4. The fault does is not solely with the Prime Minister. This government lacks basic political judgment and is either devoid of — or ignorant of — precepts of conflict of interest rules and democratic standards of governance, accountability and transparency. The Principal Secretary to the PM meeting with SNC’s VP for government affairs? The Chief of Staff to the PM suggesting manipulation of the press by organizing opeds after the PM’s Principal Secretary had said there was “no way to resolve this without it being interference?” The Clerk of the Privy Council, by law non-partisan and tasked with assuring our federal public service serves the people not the parties, pressuring the Attorney-General by saying the “PM intends to get this done.” The Minister of Finance — who already has been cited for ethics violations on his personal finances — weighing in on the AG with his strong arm tactics? And again, all this after she had MADE HER DECISION.
5. Perhaps more damning than anything else, On Oct.9, 2018, Kathleen Roussel, the Director of Public Prosecutions confirmed in writing that she will not invite SNC-Lavalin to negotiate a remediation agreement and instead continue the prosecution,the same message that was delivered to the Prime Minister by Justice Minister Wilson-Raybould on Sept.17. SNC -Lavalin immediately commenced a challenge to the decision in Federal Court. That challenge is ongoing. Yet despite the matter being before the courts, on Oct.11 “unidentified” SNC-Lavalin representatives met with Elder Marques, a senior adviser in the Prime Minister’s Office, to discuss “justice and law enforcement.” On Nov.9 and 11 “unidentified” SNC-Lavalin representatives met with Mathieu Bouchard, a senior adviser in the Prime Minister’s Office, to discuss “justice and law enforcement.” All these meetings during a time when SNC and the government were litigants in a matter that was before the courts. And does it not strike anyone as curious as to how SNC reps could register as “unknown” on the lobbyist registry when the Lobbyist Act demands identification.
6. The DPA legislation itself states that if the organization or corporation is alleged to have committed an offence under the Corruption of Foreign Public Officials Act — which SNC has been — the prosecutor “must not consider the national economic interest, the potential effect on relations with a state other than Canada or the identity of the organization or individual involved.” Did the Prime Minister and his cohorts want the Attorney-General to violate it’s own law?

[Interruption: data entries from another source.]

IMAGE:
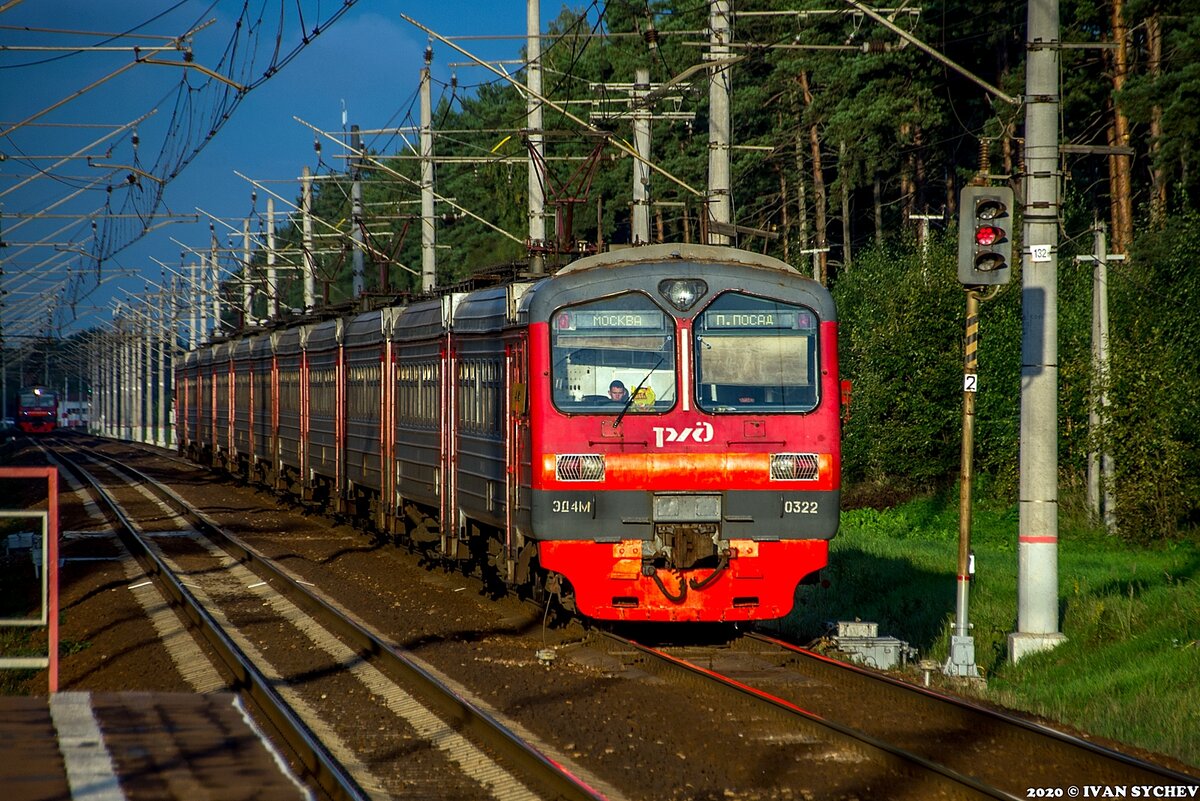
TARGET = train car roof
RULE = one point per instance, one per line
(677, 252)
(720, 269)
(425, 319)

The arrogance, incompetence and immorality of what has been established to be true makes this government — in Jimmy Breslin’s words — “The Gang that Can’t Shoot Straight.” It does not merit our confidence. Those Liberals within the government who were not part of this affair should mirror the courage of former Treasury Board President Jane Philpott and stand and declare that what has been done is a grievous wrong.